Institution of nutritional support after 48-72 hours of mechanical ventilation usually is recommended. Unless contraindicated because of an acute abdomen, ileus, gastrointestinal bleeding, or other conditions, enteral nutrition via a feeding tube is preferable to intravenous hyperalimentation. A low-carbohydrate high-fat enteral formula containing components that are anti-inflammatory and vasodilating (eicosapentaenoic acid and linoleic acid) with antioxidants has been demonstrated in some studies to improve outcome in ARDS.^20,21 In a prospective, randomized study of ARDS patients fed with an enteral nutrition formula containing antioxidants, eicosapentaenoic acid, and gamma-linoleic acid compared with a standard isocaloric formula, Pontes-Arruda demonstrated improved survival and oxygenation in patients receiving the specialized diet.

Activity

Patients with acute respiratory distress syndrome (ARDS) are at bedrest. Frequent position change and passive and, if possible, active range of motion activities of all muscle groups should be started immediately. Elevation of the head of the bed to a 45° angle is recommended to diminish the development of ventilator-associated pneumonia.

Medication

No drug has proved beneficial in the prevention or management of ARDS. The early administration of corticosteroids in septic patients does not prevent the development of ARDS. Numerous pharmacologic therapies, including the use of inhaled synthetic surfactant, intravenous antibody to endotoxin, ketoconazole, and ibuprofen, have been tried and are not effective.²² Small sepsis trials suggest a potential role for antibody to TNF and recombinant IL-1 receptor antagonist. Inhaled nitric oxide (NO), a potent pulmonary vasodilator seemed promising in early trials, but in larger controlled trials, did not change mortality rates in adults with ARDS.^23,24

It was thought that there might be a role for high-dose corticosteroid therapy in patients with late (fibroproliferative phase) ARDS, because of apparent benefit in small trials.²⁵ However, an ARDS Study Network trial of methylprednisolone for patients with ARDS persistent for at least 7 days demonstrated no benefit in terms of 60-day mortality.²⁶ Patients treated late, 14 days after onset, had worsened mortality with corticosteroid therapy. Although no survival advantage was shown in patients treated with methylprednisolone, short-term clinical benefits included improved oxygenation and increased ventilator-free and shock-free days.
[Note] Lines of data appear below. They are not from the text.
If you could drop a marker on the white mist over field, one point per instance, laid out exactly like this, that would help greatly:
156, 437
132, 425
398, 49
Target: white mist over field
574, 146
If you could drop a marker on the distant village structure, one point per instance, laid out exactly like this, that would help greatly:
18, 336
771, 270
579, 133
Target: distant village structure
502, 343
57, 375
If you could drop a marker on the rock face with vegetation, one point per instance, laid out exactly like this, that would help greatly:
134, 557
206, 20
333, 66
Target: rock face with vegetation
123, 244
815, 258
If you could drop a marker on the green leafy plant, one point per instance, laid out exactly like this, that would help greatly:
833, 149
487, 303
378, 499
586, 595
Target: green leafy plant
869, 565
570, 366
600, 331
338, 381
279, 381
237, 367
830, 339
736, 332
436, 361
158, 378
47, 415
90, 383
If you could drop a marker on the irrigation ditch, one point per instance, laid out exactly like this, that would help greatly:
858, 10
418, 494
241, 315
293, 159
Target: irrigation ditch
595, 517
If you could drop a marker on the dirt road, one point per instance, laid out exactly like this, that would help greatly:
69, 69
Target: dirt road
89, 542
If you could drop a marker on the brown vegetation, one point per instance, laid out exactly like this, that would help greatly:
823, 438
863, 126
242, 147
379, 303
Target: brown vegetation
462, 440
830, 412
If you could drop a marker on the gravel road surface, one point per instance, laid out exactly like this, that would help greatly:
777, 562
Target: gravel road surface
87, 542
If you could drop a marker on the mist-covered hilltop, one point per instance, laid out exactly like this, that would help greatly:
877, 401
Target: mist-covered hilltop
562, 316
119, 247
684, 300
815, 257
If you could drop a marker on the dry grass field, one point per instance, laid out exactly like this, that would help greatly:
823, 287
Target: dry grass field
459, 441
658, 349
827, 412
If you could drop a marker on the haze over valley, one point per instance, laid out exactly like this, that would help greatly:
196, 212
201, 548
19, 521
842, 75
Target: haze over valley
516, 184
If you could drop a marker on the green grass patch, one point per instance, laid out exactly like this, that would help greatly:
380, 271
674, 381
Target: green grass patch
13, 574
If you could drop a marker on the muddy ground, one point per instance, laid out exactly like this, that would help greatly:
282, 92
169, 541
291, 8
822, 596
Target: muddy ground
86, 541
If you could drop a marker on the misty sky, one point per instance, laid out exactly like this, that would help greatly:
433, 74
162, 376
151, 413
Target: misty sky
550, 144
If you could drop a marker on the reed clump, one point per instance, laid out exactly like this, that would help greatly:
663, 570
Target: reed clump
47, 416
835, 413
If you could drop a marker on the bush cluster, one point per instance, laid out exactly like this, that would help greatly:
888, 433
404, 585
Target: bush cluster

Patients treated with corticosteroids were more likely to experience neuromuscular weakness, but the rate of infectious complications was not increased.

Corticosteroids

Development of the late phase of ARDS may represent continued uncontrolled inflammation and corticosteroids may be considered a form of rescue therapy that may improve oxygenation and hemodynamics but does not change mortality, except that corticosteroids increase mortality in patients with ARDS for more than 14 days.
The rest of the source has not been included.